Why? From an evolutionary perspective, there is no obvious survival benefit to a vivid, complex experience at the moment of death. The organism is dying — it will not reproduce or pass on genes based on this experience. One possibility is that the NDE is an epiphenomenon — a by-product of neurochemical processes that serve other functions (sigma-1-mediated neuroprotection, for instance). Another possibility, entertained by the contemplative traditions, is that the NDE serves a function beyond biological survival — that it is a mechanism for consciousness to transition from one state of existence to another.

For the Dying

Perhaps the most important implication is for the dying themselves, and for those who care for them. If the dying brain produces a DMT-mediated experience that is vivid, meaningful, and often profoundly positive, then death may not be the terrifying annihilation that our culture fears. The chemistry of dying may be a chemistry of release — a final psychedelic journey that carries consciousness beyond the body’s dissolution.

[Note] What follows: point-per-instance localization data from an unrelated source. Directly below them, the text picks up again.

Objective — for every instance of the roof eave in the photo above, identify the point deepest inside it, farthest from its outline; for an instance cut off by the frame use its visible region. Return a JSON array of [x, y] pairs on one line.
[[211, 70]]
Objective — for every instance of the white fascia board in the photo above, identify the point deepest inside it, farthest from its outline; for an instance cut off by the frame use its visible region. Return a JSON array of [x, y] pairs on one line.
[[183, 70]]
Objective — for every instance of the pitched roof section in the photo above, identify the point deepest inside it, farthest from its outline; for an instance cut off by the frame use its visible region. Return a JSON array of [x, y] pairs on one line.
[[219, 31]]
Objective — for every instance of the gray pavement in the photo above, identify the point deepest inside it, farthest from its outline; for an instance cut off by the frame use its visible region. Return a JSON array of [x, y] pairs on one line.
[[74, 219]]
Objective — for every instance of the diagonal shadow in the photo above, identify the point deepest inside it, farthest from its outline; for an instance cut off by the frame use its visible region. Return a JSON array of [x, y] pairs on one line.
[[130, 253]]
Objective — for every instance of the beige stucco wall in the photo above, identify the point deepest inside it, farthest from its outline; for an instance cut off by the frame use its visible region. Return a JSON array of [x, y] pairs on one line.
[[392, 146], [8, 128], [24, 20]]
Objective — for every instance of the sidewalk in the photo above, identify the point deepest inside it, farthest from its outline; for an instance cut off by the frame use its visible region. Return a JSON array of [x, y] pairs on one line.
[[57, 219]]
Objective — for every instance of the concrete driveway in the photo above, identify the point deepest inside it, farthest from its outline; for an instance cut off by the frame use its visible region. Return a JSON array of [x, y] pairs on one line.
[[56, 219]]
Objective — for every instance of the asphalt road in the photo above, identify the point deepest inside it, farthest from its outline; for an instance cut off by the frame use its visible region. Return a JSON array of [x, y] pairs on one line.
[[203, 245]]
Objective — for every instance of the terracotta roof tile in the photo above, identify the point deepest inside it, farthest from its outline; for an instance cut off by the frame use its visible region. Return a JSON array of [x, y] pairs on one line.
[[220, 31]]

This is not a guarantee. Not all NDEs are positive (a minority involve distressing experiences). And the DMT hypothesis does not address what happens after the neurochemical cascade is complete. But it suggests that the dying process itself — the transition from life to death — may be accompanied by a neurochemically facilitated experience of transcendence. If so, the most appropriate response to dying is not terror but preparation — learning, through meditation, through psychedelic experience, through spiritual practice, to navigate the territory that the endogenous DMT will open.

Conclusion

The convergence of Rick Strassman’s clinical research, Jimo Borjigin’s rodent studies, the pharmacology of the sigma-1 receptor, and the phenomenological overlap between exogenous DMT experiences and near-death experiences creates a compelling case that endogenous DMT plays a significant role in the experience of dying. The data is not yet definitive — human confirmation is lacking, the quantitative role of the pineal gland is unclear, and the full neurochemical cascade of death remains incompletely characterized. But the direction of the evidence is clear: the brain produces its own psychedelic compound, releases it in massive quantities at the moment of death, and the resulting experience closely resembles the most profound spiritual experiences reported across human cultures and centuries.

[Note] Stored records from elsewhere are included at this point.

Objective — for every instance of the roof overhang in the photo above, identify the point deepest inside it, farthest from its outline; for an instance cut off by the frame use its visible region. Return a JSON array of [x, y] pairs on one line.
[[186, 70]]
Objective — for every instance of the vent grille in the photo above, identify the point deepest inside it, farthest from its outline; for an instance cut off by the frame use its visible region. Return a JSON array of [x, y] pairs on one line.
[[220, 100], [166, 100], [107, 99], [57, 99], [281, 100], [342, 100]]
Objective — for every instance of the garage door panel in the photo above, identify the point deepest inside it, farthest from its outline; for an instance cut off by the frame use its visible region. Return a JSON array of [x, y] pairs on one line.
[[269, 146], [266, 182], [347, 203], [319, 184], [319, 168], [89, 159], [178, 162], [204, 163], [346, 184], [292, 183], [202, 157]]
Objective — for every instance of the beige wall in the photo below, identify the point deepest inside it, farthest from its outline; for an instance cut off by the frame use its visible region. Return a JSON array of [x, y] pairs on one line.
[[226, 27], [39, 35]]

The chemistry of dying is not the chemistry of annihilation. It is the chemistry of transformation. The body’s final act is not to shut down but to open up — to flood the brain with a compound that dissolves the boundaries of ordinary consciousness and reveals a reality that the living brain normally filters out. Whether this reality is neurochemical artifact or genuine contact with a transcendent dimension is a question that science cannot yet answer. But the molecule is there. The surge is documented. And the experience it produces — whether at death or in the laboratory — is consistently described as the most real, most meaningful, and most transformative experience of a human life.